2. Electroforesis en gel de poliacrilamida de glicosaminoglicanos aislados y purificados

  1. Preparar con antelación las soluciones necesarias para la electroforesis en gel de poliacrilamida (PAGE) (Tabla 1).
    NOTA: Seleccione el porcentaje de acrilamida de la solución de gel de resolución dependiendo del tamaño de los glicosaminoglicanos que se espera que estén en la muestra. Se recomienda un 15% para resolver fragmentos más grandes (más de 30 subunidades disacáridos de longitud); 22% para fragmentos más pequeños (<20 subunidades disacáridos de longitud).
  2. Coloque el cassette vacío en el tanque PAGE. Fundir el gel resolunte de la siguiente manera: En un tubo de 15 ml, mezcle 10 ml de solución de gel de resolución, 60 μL de persulfato de amonio al 10% (debe estar recién preparado) y 10 μL de TEMED (agregue TEMED en último lugar). Invierta el tubo suavemente 2-3x. Use pipeta para agregar rápidamente la solución de 10 ml anterior al cassette. Superponga con 2 ml de agua desionizada y filtrada y permita que el gel de resolución polimerice durante 30 min.
    NOTA: El siguiente protocolo PAGE se ha optimizado para un sistema PAGE vertical que utiliza casetes de fundición de 13,3 x 8,7 cm (ancho x largo) y 1,0 mm de grosor con un volumen total de aproximadamente 12 ml. Se pueden utilizar otros sistemas de casetes, pero pueden requerir la optimización por parte del usuario final.
  3. Después de que el gel de resolución se haya polimerizado por completo, deseche el agua superpuesta y funda el gel de apilamiento de la siguiente manera: en un tubo de 15 ml, mezcle 3 ml de la solución de gel de apilamiento, 90 μL de persulfato de amonio al 10% (debe estar recién preparado), 3 μL de TEMED (agregue TEMED por último).
  4. Invierta el tubo suavemente 2-3x.

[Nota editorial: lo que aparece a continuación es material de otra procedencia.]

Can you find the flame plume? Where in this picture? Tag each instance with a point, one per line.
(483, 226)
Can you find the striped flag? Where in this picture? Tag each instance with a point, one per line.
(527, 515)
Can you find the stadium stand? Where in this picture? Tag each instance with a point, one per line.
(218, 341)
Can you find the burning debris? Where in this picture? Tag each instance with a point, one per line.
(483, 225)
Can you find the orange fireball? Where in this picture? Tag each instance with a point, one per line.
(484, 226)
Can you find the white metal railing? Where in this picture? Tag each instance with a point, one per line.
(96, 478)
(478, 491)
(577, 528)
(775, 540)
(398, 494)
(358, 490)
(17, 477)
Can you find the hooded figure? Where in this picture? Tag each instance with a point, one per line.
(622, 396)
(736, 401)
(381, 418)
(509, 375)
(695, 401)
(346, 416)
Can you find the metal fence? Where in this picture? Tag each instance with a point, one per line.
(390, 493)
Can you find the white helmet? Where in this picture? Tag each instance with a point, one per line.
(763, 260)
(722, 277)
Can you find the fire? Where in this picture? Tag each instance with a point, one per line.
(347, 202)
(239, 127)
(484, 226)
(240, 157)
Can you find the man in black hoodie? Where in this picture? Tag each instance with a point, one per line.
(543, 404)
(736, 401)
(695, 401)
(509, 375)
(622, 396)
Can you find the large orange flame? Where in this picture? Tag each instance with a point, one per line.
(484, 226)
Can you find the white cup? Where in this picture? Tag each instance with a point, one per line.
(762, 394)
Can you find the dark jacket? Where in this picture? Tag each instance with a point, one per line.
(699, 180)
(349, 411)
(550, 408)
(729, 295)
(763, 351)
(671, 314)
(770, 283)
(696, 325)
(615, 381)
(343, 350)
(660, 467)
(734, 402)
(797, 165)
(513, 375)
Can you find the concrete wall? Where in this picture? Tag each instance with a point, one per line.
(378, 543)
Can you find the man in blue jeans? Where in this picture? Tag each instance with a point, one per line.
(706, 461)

Use una pipeta para agregar rápidamente la solución de gel de apilamiento sobre el gel de resolución solidificado; llenar cassette hasta el borde. Inserte completamente el peine incluido con la configuración. Deje que el gel de apilamiento polimerice durante 30 min.
  5. Una vez que el gel se haya polimerizado, asegúrese de que la tira de cinta se retire de la parte inferior del cassette y vuelva a colocar el cassette en el conjunto del tanque PAGE.
  6. Llene las cámaras superior e inferior con amortiguador de cámara superior e inferior, respectivamente.
  7. Disolver las muestras secas del paso 1.11.4 en el volumen mínimo necesario de agua desionizada y filtrada (como máximo, el 50% del volumen de los pozos en el gel PAGE). Mezclar 1:1 con el búfer de carga de muestras. Cargue las muestras y las "escaleras" de oligosacáridos HS (ver Tabla 1) en el gel.
  8. Pre-ejecutar el gel durante 5 min a 100 V. Luego ejecute el gel a 200 V durante 20-25 min (para un gel resoludor de poliacrilamida al 15%).
    NOTA: Puede ser necesaria cierta optimización del tiempo de ejecución de 200 V. El rojo fenol migra por delante de los oligosacáridos de heparina que son 2 subunidades de polímero de longitud (es decir, grado de polimerización 2 o dp2); El azul de bromofenol migra antes que dp10-dp14. Los mejores resultados se obtienen cuando se aplica el voltaje de tal manera que la banda roja de fenol migra casi, pero no del todo, al fondo del gel. Ajuste el tiempo de ejecución en consecuencia.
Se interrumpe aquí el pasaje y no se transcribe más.